As a builder “I earned a lot of money, up to 3,000 euros ($3,300) a month,” he said – but he has not found work since 2010.
So he and dozens of neighbours took over a patch of land near a railway, surrounded by housing blocks built during the construction bubble that burst in 2008.
They ran a long hosepipe from across the street, set up sprinklers, and began planting beans, lettuce, cabbages, tomatoes and pumpkins. Shoots started growing from the once-dry deserted ground.
“Little by little, we went from one vegetable patch to two, three, four. Now we have 16,” Jumbo said.
Industrial revolution, organic age
Spain's construction bust threw millions out of work and into poverty – but it also left countless empty plots of ground where building sites were abandoned.
“What are they doing with those plots of land that were once intended for housing blocks? They are making urban gardens,” said Gregorio Ballesteros, an expert from the Spanish Organic Agriculture Society.

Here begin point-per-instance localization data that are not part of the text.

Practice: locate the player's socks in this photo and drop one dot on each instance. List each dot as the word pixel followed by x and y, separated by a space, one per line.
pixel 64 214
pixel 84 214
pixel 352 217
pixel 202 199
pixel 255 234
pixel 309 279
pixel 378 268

There were about 2,500 such urban gardens across Spain in 2006 before the crisis. The number has now surged to more than 15,000 in 200 towns and cities, said Ballesteros.
“In Spain, many of the vegetable gardens are near railway lines, in places where the ownership of the land is not clear,” he said.
This kind of kitchen garden became common in the United States and northern Europe in the late 19th century at the height of the Industrial Revolution.
They are “historically linked” to times of economic and social crisis and war, but nowadays are also a means of sustainable organic food production, Ballesteros said.
In Spain “we are a hundred years behind. We are still light years away from other countries”.
Back from the dead
Some of the patches are publicly funded, such as ones in impoverished Andalusia, whose regional government helped set them up for poor families.
Barcelona is now formally authorising plots that had been taken over illegally, Ballesteros said.
Elsewhere, plots have been set up by private initiatives such as Juan Tomate, a group running social allotments for the homeless.
At a shelter run by the Catholic order of San Juan de Dios in Madrid, Victoriano Castellanos stands in a straw hat among peppers, tomatoes and cucumbers.
“This is a way of being reborn,” said Castellanos, 59, in a trembling voice. “You have come back from the dead.”
The produce of this garden, set up a year ago, gets cooked in the kitchen of the homeless shelter.
Among the residents here are long-term homeless people as well as recent arrivals, including even lawyers and business people who have fallen on hard times, said the shelter's director Juan Antonio Diego.
Victor Noguera, 62, a sociologist by training, lived in various countries before winding up jobless back in Madrid. He arrived at the shelter four days ago and picked up a hoe.
“Feeling like a corpse as far as the job market is concerned is very hard to take,” he said. “This helps you feel more psychologically balanced.”
In Madrid's hip central Lavapiés district locals have set up a vegetable garden dubbed Esta Es Una Plaza -“This is a Square”.
“Before we locals took it over, this was an abandoned plot, a sea of rubble and syringes,” said Candela Martinez, 34, as local children ran around among the greenery.
For her it is a social meeting place as well as an allotment.
“Here, we grow relationships and feelings,” she said.